De l’appel aux juges à l’appel aux armes : le jeu dangereux des candidats malheureux
Dans ces conditions, l’opposition peut décider de faire appel, pour la forme, au jugement politique ou diplomatique des responsables sous-régionaux, africains ou internationaux, bien qu’ils ne soient pas en mesure de contester juridiquement les résultats. Ou bien, comme elle le fait actuellement, elle peut se tourner vers la voie irraisonnable de l’appel aux armes et de la révolte populaire.
Au prix de sacrifices humains. Une stratégie qui n’est pas sans rappeler celle de la Guinée, où Cellou Dalein Diallo, principal opposant malheureux au scrutin face à Alpha Condé, multiplie les appels à la révolte « pacifique ». Déjà, le triste bilan s’élève à une trentaine de morts en marge de rassemblements qui, systématiquement, se terminent en affrontements violents. En Côte d’Ivoire, l’un des opposants interdits de se présenter, Guillaume Soro, multiplie les appels à la mutinerie dans les rangs des armées. Au risque de rejouer la tragique pièce de la guerre civile ivoirienne de 2010-2011 et de ses milliers de morts, qui plane encore sur la vie politique nationale.
Aux États-Unis, le refus de Donald Trump de reconnaître une défaite aujourd’hui évidente et la multiplication des recours est un vecteur de violence politique dans le pays, notamment dans certaines zones du territoire où les militants républicains prennent bien souvent la forme de milices politiques, lourdement armées. Si une situation de guerre civile généralisée, sur le modèle ivoirien, n’est pas envisageable, des éruptions spontanées et sporadiques de violence peuvent émerger.

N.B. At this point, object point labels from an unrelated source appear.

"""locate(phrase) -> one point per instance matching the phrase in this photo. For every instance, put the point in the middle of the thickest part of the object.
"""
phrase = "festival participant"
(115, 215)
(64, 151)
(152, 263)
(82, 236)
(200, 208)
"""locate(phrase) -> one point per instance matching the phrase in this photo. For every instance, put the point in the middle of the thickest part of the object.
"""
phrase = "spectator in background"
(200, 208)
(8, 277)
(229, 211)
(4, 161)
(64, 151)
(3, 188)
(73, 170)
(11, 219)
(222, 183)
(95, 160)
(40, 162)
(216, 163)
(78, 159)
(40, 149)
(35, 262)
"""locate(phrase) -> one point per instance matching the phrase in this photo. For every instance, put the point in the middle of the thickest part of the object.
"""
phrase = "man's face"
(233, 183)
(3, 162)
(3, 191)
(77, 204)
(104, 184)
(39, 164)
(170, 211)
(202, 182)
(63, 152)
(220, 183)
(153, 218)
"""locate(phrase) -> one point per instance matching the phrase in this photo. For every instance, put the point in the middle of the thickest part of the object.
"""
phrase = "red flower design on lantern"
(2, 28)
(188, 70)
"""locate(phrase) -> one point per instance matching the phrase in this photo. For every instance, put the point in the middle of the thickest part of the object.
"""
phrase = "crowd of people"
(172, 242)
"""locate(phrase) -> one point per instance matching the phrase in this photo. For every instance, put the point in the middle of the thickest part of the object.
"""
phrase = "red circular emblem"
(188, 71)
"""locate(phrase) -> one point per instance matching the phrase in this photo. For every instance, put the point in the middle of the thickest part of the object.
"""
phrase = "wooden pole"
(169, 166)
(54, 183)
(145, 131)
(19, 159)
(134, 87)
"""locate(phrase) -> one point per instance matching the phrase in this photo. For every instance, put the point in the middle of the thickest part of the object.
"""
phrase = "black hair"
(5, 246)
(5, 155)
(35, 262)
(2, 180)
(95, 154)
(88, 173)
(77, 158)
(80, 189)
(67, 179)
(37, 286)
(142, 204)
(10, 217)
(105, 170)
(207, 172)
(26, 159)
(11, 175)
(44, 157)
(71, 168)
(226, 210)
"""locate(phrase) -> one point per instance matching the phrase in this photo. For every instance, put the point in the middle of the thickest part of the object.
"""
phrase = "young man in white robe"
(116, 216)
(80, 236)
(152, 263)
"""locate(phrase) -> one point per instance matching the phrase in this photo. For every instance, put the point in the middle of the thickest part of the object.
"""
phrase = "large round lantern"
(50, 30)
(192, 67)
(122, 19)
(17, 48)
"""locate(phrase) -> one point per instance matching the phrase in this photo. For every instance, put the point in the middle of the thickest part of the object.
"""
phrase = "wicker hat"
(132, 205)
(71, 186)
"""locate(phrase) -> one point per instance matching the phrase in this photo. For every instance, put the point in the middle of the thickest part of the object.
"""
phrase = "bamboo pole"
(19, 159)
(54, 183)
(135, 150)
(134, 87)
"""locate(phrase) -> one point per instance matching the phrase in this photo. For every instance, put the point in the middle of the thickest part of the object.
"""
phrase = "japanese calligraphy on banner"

Faisons l’éloge de l’apaisement et de la défaite électorale acceptée
Pour les candidats malheureux, le sens de l’intérêt général et celui de l’État devraient conduire à un dialogue avec le vainqueur des urnes pour arriver à la réconciliation nationale, que la plupart des citoyens américains, ivoiriens ou encore guinéens souhaitent sans doute ardemment. À ce titre, en Côte d’Ivoire, la position de Laurent Gbagbo a brillé pour son sens de la responsabilité, appelant les différentes parties au calme, à l’apaisement et à la réconciliation nationale. Pour les différents candidats malheureux, l’histoire retiendra qu’ils auront préféré, à la paix civile et au respect des vies humaines, la contestation de scrutins perdus.